Vol.47 日本最古の剃刀を収蔵する寺院(奈良県葛城市・當麻寺中之坊)

 

 日本最古の剃刀をご存知だろうか? 現存する最古のものは奈良県葛城市の古刹「當麻寺中之坊」に収蔵される「中将法如剃髪剃刀」とされている。

 この剃刀は、当麻曼荼羅を一夜にして織りあげたなどの伝説を持つ「中将姫」の剃髪の儀に使用されたという法具で、中之坊では中将姫さまゆかりの宝物を多数収蔵、展示している。

 収蔵品には、中将姫が剃髪した髪を糸にして阿弥陀さま、観音さま、勢至さまの梵字を刺繍したという「中将姫毛髪種字三尊」など、髪にまつわる宝物も多く、また、毎年6月16日には「髪供養祭」が行われるなど、理容関係者なら一度は訪れたいスポットとなっている。

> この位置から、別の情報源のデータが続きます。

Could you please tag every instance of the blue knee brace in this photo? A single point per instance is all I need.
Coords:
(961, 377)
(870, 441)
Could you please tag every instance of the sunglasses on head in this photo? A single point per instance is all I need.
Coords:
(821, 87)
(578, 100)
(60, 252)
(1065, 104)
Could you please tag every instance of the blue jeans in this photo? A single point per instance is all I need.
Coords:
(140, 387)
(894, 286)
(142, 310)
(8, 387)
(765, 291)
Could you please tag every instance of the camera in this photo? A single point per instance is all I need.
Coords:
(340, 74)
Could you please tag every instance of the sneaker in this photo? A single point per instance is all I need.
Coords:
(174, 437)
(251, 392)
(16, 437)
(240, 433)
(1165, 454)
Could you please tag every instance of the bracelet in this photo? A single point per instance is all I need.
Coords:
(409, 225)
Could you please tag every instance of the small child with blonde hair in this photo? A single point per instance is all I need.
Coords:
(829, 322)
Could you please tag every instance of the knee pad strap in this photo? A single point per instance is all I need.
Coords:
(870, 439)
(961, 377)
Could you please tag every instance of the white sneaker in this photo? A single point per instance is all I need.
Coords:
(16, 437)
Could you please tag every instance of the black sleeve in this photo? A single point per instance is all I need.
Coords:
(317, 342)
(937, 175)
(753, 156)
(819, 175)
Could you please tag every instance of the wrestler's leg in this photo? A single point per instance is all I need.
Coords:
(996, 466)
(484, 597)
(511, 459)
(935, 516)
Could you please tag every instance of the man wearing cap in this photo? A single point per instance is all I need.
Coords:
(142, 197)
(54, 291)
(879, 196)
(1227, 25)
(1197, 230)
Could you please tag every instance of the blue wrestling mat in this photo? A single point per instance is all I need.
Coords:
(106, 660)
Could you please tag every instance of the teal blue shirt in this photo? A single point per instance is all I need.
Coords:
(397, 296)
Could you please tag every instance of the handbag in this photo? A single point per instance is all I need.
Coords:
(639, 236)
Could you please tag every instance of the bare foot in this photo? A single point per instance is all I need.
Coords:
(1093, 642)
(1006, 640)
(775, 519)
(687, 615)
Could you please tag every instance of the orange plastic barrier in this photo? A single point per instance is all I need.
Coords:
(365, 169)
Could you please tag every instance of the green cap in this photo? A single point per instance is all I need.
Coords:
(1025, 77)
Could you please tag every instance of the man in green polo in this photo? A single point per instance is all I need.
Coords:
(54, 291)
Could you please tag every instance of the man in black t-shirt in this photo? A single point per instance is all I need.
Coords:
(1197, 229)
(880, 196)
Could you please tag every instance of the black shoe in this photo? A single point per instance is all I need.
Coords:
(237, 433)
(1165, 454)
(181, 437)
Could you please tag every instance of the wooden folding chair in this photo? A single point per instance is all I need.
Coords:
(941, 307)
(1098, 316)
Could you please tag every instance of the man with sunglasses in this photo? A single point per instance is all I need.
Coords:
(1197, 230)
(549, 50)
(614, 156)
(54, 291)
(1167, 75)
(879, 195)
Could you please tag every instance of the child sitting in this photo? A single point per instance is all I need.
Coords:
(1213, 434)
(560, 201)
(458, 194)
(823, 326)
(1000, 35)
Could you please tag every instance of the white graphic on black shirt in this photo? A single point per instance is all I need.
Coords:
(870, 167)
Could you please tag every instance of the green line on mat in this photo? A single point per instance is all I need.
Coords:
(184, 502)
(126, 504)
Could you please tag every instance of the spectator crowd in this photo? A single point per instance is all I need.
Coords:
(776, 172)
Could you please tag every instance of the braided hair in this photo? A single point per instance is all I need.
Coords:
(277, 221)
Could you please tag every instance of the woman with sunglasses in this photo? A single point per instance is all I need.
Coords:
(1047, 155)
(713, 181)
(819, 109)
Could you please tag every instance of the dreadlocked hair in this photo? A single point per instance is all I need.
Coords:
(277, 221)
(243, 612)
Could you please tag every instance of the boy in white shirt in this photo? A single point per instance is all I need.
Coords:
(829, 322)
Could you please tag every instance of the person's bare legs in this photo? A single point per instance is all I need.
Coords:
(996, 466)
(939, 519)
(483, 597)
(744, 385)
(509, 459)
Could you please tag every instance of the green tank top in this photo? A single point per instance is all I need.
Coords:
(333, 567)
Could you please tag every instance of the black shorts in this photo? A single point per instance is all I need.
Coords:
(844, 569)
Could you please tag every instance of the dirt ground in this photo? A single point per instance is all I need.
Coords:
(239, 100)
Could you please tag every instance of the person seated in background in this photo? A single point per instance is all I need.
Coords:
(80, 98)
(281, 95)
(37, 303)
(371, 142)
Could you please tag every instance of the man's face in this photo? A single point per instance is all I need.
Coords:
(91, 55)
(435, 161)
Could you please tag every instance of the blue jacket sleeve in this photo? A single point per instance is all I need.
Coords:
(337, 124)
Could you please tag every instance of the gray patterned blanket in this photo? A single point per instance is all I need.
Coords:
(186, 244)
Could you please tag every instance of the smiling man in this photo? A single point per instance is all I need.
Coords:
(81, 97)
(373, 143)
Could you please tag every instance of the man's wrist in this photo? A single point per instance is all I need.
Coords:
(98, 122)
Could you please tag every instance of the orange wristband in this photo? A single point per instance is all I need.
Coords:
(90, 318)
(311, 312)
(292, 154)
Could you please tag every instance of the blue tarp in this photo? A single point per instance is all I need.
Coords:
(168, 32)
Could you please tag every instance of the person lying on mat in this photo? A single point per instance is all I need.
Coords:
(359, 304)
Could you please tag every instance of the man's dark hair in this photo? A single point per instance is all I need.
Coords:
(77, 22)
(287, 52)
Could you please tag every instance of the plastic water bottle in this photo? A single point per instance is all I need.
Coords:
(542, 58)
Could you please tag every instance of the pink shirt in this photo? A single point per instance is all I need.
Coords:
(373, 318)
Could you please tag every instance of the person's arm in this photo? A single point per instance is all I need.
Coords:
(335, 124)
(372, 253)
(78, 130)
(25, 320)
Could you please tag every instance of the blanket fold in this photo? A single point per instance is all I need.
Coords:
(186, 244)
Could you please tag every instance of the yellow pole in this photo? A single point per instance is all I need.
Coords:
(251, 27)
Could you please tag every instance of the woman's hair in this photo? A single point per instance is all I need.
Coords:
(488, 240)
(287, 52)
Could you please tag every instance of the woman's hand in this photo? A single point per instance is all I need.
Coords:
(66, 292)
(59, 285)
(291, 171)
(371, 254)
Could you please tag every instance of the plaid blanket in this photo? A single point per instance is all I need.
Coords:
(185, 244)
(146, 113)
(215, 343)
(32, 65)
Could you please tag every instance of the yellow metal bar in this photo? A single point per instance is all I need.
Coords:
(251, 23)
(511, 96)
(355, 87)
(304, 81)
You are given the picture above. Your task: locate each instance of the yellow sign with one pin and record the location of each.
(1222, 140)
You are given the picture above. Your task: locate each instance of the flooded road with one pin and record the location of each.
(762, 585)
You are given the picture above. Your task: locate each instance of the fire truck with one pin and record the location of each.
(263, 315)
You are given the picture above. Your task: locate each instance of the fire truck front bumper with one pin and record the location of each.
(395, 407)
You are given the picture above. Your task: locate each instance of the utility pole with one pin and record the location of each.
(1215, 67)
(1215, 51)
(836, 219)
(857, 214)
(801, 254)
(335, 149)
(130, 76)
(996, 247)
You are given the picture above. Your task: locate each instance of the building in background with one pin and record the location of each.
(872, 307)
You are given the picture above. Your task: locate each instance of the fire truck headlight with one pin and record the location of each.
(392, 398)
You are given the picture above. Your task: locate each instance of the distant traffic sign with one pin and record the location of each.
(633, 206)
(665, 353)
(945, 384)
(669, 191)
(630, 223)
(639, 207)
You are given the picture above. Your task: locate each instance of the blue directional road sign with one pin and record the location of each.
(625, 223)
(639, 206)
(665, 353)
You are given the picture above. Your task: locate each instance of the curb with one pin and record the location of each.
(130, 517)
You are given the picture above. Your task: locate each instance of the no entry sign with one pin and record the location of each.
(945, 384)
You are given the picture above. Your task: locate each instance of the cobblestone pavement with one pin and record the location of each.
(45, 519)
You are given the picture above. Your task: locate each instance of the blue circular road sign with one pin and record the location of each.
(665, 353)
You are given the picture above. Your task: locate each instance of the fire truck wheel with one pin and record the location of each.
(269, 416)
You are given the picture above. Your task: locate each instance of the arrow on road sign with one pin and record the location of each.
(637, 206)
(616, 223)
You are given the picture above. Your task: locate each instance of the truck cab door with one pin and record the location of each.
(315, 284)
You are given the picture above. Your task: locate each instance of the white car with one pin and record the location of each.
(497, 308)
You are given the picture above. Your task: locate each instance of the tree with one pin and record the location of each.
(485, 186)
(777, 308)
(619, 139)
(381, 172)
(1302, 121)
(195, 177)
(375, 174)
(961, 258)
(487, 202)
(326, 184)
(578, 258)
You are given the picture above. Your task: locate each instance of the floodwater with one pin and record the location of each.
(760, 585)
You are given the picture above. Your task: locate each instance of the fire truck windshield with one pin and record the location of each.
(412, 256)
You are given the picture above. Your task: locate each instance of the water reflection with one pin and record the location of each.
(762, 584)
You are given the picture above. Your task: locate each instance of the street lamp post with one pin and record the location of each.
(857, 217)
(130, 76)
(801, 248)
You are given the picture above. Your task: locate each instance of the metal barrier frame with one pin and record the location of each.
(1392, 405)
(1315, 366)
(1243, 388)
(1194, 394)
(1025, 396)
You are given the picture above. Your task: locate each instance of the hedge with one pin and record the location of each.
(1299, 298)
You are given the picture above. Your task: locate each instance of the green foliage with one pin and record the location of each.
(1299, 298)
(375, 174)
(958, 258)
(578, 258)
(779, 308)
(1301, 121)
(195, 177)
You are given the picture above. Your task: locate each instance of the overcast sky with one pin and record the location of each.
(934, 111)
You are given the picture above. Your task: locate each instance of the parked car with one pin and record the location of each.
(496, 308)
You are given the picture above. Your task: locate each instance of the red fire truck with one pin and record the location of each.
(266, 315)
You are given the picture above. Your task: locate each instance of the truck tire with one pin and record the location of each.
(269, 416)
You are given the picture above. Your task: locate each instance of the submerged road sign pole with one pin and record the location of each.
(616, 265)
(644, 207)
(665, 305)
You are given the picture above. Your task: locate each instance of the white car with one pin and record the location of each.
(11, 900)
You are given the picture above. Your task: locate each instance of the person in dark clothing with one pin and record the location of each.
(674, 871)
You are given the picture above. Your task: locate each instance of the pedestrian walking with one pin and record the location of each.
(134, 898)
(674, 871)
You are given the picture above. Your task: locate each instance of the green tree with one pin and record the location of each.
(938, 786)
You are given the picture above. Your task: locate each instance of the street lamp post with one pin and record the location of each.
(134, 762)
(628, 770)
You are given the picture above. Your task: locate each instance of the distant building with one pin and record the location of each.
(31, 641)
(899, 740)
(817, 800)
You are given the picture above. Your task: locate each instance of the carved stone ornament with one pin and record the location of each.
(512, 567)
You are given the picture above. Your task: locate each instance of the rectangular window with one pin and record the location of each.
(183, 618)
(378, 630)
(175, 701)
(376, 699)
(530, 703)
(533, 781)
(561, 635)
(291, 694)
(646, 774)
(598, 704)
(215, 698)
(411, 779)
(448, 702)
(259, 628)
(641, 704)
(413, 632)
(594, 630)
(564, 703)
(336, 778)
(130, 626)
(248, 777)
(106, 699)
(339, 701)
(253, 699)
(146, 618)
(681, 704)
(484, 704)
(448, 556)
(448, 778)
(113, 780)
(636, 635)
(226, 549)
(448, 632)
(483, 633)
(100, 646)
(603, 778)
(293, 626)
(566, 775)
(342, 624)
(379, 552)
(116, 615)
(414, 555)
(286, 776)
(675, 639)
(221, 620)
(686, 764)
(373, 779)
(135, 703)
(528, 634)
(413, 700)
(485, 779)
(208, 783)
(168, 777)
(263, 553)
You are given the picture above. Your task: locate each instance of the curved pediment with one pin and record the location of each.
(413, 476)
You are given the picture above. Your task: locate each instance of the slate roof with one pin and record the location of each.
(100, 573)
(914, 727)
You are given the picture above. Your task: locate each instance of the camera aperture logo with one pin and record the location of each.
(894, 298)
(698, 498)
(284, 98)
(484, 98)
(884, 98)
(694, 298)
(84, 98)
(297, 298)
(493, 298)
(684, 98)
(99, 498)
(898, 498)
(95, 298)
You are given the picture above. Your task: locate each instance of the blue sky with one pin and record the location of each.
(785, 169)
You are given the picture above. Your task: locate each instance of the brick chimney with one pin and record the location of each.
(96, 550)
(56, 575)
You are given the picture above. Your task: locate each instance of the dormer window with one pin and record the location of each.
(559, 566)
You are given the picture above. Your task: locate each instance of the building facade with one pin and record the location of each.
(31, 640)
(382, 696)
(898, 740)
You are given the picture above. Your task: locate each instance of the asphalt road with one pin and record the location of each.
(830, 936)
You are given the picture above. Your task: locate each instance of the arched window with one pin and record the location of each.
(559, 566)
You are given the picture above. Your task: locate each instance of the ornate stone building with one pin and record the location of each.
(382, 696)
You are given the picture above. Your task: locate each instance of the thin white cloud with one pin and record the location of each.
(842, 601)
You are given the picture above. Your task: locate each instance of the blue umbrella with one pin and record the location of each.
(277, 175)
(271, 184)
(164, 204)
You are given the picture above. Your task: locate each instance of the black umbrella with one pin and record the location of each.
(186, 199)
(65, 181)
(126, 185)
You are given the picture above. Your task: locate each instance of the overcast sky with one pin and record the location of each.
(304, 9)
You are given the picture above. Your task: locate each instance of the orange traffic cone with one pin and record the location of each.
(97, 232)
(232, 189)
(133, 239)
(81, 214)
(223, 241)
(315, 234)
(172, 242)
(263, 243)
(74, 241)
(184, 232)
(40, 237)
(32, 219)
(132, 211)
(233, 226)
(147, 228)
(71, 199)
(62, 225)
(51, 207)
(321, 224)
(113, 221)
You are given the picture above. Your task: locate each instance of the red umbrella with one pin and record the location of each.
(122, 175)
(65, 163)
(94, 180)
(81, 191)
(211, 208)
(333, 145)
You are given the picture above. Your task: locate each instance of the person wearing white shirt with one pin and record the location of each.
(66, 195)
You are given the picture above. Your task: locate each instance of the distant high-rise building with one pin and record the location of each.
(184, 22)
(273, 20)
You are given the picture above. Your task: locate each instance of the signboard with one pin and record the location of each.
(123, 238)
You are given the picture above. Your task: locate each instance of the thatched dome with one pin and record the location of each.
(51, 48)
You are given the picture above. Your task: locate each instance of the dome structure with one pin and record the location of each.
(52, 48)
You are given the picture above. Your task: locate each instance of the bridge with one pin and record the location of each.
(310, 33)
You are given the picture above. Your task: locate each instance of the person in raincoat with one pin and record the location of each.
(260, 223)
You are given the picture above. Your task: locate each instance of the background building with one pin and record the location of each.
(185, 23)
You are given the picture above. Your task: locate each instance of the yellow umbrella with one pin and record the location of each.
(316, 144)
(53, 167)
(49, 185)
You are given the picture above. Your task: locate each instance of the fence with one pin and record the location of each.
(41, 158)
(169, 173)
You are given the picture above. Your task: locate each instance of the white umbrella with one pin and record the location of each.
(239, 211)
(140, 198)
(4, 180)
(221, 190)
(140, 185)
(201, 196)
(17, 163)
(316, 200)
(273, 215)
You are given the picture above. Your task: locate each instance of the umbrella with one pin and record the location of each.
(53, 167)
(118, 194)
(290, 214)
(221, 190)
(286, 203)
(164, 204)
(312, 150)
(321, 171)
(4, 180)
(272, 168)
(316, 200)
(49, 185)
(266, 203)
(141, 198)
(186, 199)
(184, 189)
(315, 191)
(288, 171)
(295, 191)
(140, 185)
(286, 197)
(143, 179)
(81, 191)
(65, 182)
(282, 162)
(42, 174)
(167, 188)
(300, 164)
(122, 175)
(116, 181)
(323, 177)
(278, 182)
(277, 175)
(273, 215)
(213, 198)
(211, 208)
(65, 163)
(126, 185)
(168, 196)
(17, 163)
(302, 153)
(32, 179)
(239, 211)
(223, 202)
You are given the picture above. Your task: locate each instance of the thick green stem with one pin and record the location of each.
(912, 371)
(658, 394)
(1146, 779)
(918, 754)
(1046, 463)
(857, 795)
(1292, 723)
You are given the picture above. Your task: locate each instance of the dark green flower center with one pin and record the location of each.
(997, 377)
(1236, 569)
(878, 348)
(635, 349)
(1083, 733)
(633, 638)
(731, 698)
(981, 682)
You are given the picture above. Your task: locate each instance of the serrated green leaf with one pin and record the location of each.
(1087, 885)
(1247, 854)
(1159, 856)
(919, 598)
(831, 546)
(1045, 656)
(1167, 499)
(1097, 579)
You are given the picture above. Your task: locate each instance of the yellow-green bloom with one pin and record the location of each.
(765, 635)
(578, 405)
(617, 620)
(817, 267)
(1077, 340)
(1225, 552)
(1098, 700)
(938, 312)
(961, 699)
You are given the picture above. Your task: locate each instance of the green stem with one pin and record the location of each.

現存日本最古の剃刀(左)/髪の毛で刺繍された種字三尊(右)

 松村實昭中之坊院主によると、髪の毛を糸にして文字や仏さまを刺繍した掛け軸などは、全国に多くみられるが、それは当寺の曼荼羅信仰とともに浄土宗が広まっていった鎌倉期以降のことで、それらのパイオニア的存在が當麻寺なのだという。

導き観音祈祷会。参拝者は香水加持が受けられる

當麻寺 中之坊
奈良県葛城市當麻1263 中之坊(9:00~17:00)
近鉄・南大阪線「当麻寺」より徒歩15分。